Hi @abidlabs Thank you for the reply! Yes, so my suggestion concerns how to display one-channel (gray scale) input images (which are common in fields like biomedical / astronomy imaging etc).

Shouldn't any adjustment be made before you save it?

Although what you say could be a solution, I wouldn't want to alter the image properties such as its mean intensity etc by performing an adjustment, prior to upload - as simply dragging and dropping the original image is convenient from a user perspective. Instead, I would like the possibility of enabling a color map since that preserves the original image intensities but would just 'map' these gray-scale intensities to an RGB tuple for the purpose of viewing. Does that make seem sensible?

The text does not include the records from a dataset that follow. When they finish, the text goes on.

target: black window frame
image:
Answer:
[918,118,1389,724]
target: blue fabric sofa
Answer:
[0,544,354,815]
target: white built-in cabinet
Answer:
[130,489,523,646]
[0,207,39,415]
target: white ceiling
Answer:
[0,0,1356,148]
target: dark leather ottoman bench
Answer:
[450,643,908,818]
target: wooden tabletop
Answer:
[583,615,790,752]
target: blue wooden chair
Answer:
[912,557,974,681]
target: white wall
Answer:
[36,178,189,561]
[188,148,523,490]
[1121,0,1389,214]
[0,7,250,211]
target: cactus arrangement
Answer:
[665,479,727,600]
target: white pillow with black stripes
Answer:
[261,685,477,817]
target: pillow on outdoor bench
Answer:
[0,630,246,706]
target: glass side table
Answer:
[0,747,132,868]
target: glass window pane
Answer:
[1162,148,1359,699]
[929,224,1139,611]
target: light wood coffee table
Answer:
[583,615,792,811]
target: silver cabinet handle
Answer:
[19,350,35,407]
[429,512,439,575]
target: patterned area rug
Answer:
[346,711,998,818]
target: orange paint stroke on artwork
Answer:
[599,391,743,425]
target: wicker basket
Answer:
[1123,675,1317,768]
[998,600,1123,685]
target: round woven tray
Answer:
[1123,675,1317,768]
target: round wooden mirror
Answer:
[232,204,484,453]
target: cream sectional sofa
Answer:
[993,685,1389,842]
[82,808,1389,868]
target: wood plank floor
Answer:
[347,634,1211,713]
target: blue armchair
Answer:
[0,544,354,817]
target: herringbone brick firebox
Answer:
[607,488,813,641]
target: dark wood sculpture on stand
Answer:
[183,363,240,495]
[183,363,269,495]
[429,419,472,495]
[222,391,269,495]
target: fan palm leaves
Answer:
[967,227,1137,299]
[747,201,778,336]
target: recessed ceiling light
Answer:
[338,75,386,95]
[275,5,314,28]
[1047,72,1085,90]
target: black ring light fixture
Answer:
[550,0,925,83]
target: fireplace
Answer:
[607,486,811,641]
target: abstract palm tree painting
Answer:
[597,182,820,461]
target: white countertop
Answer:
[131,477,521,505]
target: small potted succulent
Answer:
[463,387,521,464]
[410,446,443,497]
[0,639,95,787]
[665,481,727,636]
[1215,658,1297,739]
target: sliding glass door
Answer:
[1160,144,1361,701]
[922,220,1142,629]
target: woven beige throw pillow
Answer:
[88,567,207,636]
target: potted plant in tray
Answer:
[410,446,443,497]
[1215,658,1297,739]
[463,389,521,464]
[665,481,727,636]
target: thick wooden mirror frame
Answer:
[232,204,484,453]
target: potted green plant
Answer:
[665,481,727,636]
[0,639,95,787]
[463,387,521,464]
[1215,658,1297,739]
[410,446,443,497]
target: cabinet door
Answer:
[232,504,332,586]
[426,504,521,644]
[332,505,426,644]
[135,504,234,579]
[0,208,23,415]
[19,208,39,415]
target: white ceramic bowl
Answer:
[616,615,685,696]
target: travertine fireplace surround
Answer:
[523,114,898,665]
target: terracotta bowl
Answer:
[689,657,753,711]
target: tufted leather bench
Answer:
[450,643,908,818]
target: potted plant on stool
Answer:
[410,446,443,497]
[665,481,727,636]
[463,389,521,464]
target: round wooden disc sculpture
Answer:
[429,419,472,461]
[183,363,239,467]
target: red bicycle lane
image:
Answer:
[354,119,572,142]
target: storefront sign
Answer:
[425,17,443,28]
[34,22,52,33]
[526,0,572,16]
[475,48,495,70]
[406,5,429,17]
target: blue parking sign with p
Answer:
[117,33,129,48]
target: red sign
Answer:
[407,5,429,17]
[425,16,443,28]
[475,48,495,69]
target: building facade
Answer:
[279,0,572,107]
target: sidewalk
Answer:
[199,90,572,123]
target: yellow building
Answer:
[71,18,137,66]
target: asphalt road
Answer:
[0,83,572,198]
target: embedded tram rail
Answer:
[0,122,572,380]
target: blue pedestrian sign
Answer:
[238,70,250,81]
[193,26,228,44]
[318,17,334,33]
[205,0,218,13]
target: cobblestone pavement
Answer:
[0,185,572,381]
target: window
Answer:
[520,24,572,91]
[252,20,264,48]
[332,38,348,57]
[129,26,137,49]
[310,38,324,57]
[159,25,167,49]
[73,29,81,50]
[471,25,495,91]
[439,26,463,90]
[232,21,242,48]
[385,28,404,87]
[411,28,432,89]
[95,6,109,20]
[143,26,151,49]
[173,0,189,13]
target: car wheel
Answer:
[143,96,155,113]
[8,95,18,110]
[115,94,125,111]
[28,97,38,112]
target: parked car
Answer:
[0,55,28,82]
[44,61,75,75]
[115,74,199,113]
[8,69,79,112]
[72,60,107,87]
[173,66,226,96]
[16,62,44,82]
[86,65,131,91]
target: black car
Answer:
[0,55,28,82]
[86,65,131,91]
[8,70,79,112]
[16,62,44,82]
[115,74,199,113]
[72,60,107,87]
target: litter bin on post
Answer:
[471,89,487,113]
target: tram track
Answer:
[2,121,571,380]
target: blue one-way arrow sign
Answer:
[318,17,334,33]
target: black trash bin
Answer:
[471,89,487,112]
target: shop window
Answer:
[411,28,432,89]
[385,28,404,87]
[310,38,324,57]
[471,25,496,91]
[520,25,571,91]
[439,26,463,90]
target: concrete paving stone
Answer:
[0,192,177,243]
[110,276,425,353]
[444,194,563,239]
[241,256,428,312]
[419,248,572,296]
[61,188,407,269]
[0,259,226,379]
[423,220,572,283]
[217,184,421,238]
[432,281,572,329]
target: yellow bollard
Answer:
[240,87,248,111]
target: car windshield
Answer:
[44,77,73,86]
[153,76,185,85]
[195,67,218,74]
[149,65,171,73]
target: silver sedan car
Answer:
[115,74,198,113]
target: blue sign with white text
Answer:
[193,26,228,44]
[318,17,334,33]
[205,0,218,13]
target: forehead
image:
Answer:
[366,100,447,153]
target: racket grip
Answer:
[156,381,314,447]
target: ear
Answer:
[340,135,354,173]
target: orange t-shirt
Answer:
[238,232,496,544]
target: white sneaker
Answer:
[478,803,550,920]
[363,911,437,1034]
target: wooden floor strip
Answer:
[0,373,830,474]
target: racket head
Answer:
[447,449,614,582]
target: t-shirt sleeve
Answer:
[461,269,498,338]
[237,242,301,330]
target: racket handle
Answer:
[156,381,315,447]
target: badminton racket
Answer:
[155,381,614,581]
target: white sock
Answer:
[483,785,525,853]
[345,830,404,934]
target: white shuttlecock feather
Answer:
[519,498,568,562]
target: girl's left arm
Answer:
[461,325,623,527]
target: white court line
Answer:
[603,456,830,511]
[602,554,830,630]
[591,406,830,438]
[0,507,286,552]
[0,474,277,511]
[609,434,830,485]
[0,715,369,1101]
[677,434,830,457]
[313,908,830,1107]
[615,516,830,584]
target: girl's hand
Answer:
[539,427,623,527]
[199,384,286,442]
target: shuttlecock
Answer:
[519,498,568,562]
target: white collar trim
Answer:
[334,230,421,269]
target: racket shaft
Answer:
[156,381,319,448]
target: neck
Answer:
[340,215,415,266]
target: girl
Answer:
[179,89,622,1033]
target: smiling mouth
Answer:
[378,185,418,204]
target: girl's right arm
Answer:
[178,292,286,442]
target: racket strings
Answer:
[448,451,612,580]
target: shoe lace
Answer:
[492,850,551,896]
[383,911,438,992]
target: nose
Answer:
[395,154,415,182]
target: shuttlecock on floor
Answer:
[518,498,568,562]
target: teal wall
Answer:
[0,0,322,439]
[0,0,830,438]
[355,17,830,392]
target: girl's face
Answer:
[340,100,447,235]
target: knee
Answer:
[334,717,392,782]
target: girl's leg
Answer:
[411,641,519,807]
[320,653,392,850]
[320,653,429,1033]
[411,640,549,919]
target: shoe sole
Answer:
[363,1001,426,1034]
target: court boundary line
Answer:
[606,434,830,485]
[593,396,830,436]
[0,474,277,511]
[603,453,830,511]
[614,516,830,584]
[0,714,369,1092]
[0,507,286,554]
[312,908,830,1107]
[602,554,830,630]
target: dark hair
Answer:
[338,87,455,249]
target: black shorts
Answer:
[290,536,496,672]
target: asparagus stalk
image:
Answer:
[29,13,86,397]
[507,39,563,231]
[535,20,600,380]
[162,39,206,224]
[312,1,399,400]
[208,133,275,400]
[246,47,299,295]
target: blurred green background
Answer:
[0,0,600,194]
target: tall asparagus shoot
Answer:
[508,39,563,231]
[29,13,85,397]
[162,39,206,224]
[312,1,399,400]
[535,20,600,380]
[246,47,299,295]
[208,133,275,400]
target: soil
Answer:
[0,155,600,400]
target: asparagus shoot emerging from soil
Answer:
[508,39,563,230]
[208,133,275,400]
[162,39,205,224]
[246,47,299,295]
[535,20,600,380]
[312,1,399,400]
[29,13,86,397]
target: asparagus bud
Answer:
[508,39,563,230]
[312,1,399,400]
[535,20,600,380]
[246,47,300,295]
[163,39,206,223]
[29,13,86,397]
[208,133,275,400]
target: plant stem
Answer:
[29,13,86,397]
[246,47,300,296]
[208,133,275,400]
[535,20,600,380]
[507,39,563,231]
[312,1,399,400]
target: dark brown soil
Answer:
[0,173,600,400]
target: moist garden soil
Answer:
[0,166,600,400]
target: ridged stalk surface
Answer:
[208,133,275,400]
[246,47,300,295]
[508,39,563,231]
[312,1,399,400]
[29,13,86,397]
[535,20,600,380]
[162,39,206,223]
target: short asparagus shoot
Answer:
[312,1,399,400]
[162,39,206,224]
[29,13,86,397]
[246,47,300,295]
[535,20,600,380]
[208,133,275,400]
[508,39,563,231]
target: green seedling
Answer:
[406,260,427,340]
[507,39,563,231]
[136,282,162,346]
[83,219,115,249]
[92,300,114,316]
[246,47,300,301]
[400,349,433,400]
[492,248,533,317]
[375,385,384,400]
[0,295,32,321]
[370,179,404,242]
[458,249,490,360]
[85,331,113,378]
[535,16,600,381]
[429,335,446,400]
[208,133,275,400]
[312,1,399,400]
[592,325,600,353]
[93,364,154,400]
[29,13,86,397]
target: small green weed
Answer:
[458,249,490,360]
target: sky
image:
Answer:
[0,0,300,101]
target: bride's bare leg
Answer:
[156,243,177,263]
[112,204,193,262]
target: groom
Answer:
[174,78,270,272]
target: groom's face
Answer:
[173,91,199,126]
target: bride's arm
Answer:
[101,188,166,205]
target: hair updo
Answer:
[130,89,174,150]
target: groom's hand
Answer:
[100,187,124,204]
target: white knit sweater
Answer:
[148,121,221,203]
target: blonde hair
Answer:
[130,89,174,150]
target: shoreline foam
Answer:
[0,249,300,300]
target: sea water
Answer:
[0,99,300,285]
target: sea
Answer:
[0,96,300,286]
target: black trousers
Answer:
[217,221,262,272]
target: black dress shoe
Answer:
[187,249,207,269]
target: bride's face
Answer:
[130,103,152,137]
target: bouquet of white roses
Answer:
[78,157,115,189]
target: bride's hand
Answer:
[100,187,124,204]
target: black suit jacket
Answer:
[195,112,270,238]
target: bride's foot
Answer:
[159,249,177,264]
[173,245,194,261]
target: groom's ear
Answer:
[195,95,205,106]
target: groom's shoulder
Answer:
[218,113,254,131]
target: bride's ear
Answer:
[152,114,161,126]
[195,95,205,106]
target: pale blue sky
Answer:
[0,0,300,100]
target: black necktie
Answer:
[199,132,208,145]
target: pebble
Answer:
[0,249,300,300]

abidlabs commented 2 years ago

I see, that makes sense. I didn't realize that these were grayscale images. So to confirm, you'd want to be able to adjust the contrast so that you can see the images more easily, but you do not want to propagate these contrast changes to the prediction function?

I think having a dedicated viewer for these images with adjustable contrast could work, but the way we'd implement it by adding another tool in the Image class (we currently have editor and select which support rich editing and easy cropping/panning, respectively). Do you know if there is an existing js library with such a tool?

lmanan commented 2 years ago

So to confirm, you'd want to be able to adjust the contrast so that you can see the images more easily, but you do not want to propagate these contrast changes to the prediction function?

Yes, exactly!

I think having a dedicated viewer for these images with adjustable contrast could work, but the way we'd implement it by adding another tool in the Image class (we currently have editor and select which support rich editing and easy cropping/panning, respectively). Do you know if there is an existing js library with such a tool?

I see. I think vtkjs allows one to adjust contrast while viewing. Thank you!

abidlabs commented 11 months ago

Hi! We've now made it possible for Gradio users to create their own custom components -- meaning that you can write some Python and JavaScript (Svelte), and publish it as a Gradio component. You can use it in your own Gradio apps, or share it so that anyone can use it in their Gradio apps. Here are some examples of custom Gradio components:

You can see the source code for those components by clicking the "Files" icon and then clicking "src". The complete source code for the backend and frontend is visible. In particular, its very fast if you want to build off an existing component. We've put together a Guide: https://www.gradio.app/guides/five-minute-guide, and we're happy to help if you'd like to put together a custom component for this issue

abidlabs commented 10 months ago

I'll go ahead and close this issue since we are not planning to include this in the core Gradio library. But happy to help if you are interested in making this a custom Gradio component (feel free to ask questions in this issue).